If the US, fifty federal states and all, could find shared cause when the World Trade Centre came tumbling down, the UK can agree only to disagree even at times of relative frivolity. The Scots and the Welsh gained devolved political authority during the 1990s, the Northern Irish had their parliament restored in the same decade, and the Irish — of the Republic that is — gained their total independence from the crown not long after World War II. Add to that the north-south divide, the antagonism between London and the rest of the kingdom, and the extraordinary intricacies of class and privilege — with their collateral of underclass and under-privilege — and you have a land hardly singing from the same song sheet.

In the midst of this disparity, the monarchy has to present a picture of stable, steady authority over the cities and shires. Early in 2002, this somewhat outdated institution received an unlikely PR boost. It was painful for the Queen, but beneficial to the organisation she leads. That being the death of the Queen Mother, a 101 year old matriarch, generally regarded as the most popular of a royal clan rarely lauded by press or populace these days. The passing of the Queen Mum helped to remind the media and multitude that the Royal Family still meant something special to the mythical wo/man in the street.

Which returns us to the Golden Jubilee and an unlikely alliance with rock culture. At the beginning of June, the Queen threw open the doors of Buckingham Palace, her principal home at the heart of the capital, to two open air concerts: one, in the orchestral and operatic tradition, the other, of the pop and rock variety. The latter represented, possibly, a last ditch bid to convince those under 60 years of age that the regal figure-head and her kin are somehow in touch with realities of contemporary Britain, thereby building, it appeared, on the groundswell of favourable opinion which arose in the wake of the Queen Mother’s demise.

So who turned up for this pop gala? Three knights of the realm, at least: Paul McCartney, Cliff Richard and Elton John. Also, a glossy teen pop act called S Club 7; that perennial walk-on at such occasions, Phil Collins; the guitarist once dubbed “God”, Eric Clapton; the recent winner of British TV’s Pop Idols, Will Young; and a parade of eminent Americans, including Brian Wilson, Tony Bennett and Ricky Martin.

Most extraordinary of all was the addition of Ozzy Osbourne. Already rehabilitated in the US as the Clown Prince of Darkness, via the MTV tragi-comedy The Osbournes, Osbourne now not only pressed hands with presidents but swanned around with sovereigns. The domestic traumas of Ozzy’s home life have only just arrived in the UK, so his cult reincarnation has not yet reached American proportions.

As interesting as the stars themselves were the rules and regulations with which the stars had to comply. While performing or otherwise at the 12,000 seater arena set up in the palace grounds, artists had to refrain from swearing, wear shirts at all times, only smoke in designated areas and generally observe the protocol expected perhaps of Buck House garden parties — but not usually at Loolapalooza or Woodstock II.
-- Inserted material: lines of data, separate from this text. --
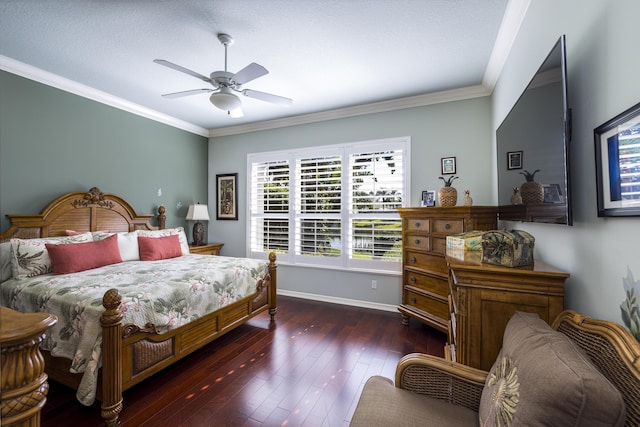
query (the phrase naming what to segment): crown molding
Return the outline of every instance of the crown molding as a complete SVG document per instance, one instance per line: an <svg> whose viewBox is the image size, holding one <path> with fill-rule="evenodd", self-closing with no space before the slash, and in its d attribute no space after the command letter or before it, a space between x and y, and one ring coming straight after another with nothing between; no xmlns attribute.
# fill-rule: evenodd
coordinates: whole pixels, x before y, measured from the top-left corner
<svg viewBox="0 0 640 427"><path fill-rule="evenodd" d="M166 125L182 129L196 135L205 137L209 136L209 130L203 127L196 126L192 123L185 122L167 114L163 114L150 108L143 107L117 96L110 95L98 89L94 89L78 82L74 82L73 80L69 80L65 77L58 76L56 74L44 71L40 68L36 68L20 61L16 61L15 59L11 59L3 55L0 55L0 70L16 74L20 77L36 81L38 83L60 89L74 95L88 98L93 101L100 102L101 104L106 104L138 116L146 117L147 119L164 123Z"/></svg>
<svg viewBox="0 0 640 427"><path fill-rule="evenodd" d="M509 0L507 3L507 9L504 12L498 36L482 79L482 86L486 87L489 92L493 92L498 77L502 73L502 68L507 62L507 57L511 52L518 31L520 31L530 3L531 0Z"/></svg>
<svg viewBox="0 0 640 427"><path fill-rule="evenodd" d="M461 101L471 98L480 98L483 96L488 96L490 94L491 92L482 85L469 86L442 92L434 92L424 95L410 96L406 98L397 98L389 101L381 101L371 104L339 108L336 110L322 111L319 113L286 117L283 119L266 120L262 122L247 123L238 126L216 128L211 129L211 131L209 132L209 137L215 138L220 136L237 135L242 133L258 132L288 126L322 122L326 120L344 119L346 117L355 117L366 114L403 110L406 108L424 107L426 105L442 104L445 102Z"/></svg>

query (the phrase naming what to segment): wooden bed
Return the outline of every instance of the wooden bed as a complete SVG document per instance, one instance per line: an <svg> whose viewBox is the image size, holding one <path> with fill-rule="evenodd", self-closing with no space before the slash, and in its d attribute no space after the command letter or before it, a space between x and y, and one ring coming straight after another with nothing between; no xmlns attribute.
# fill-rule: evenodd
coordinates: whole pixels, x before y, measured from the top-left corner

The chances of Osbourne biting the head off a live corgi — the toy dog that has been the hearthside symbol of the latterday Windsors — were maybe remote, but it is worth remembering that other members of the invited bill have not always toed the line themselves. In the mid-‘60s, at the very height of their fame, the Beatles visited the Palace to pick up ceremonial awards for their services to British exports. The story goes that some Fabs had actually imported something themselves, smoking a little weed in the toilets.

Furthermore, Elton’s riotous life — the drink, the drugs, the dramas — has hardly been exemplary in establishment terms. S Club 7 — a septet of all-singing, all-acting popsters — ran the gauntlet of the law last year when some members were caught with a joint or two in London’s Covent Garden, tarnishing a squeaky clean image fostered in their Monkees-like, children-aimed television series.

Still, if rock, for all its little misdemeanors, has finally earned the royal seal of approval, this version of the music is still a fairly safe one. The Sex Pistols, the scourge of the Silver Jubilee in 1977, are re-forming for the 2002 commemoration, but never received the Queen’s call to join the official festivities. Rotten and Co have a gig next month which threatens to raise curious memories of punk’s original and euphoric season but remind us also that pop may, from time to time, bristle with danger — from Elvis to Eminem, the Stones to the Strokes — but its impact on the body constitutional is pretty insignificant.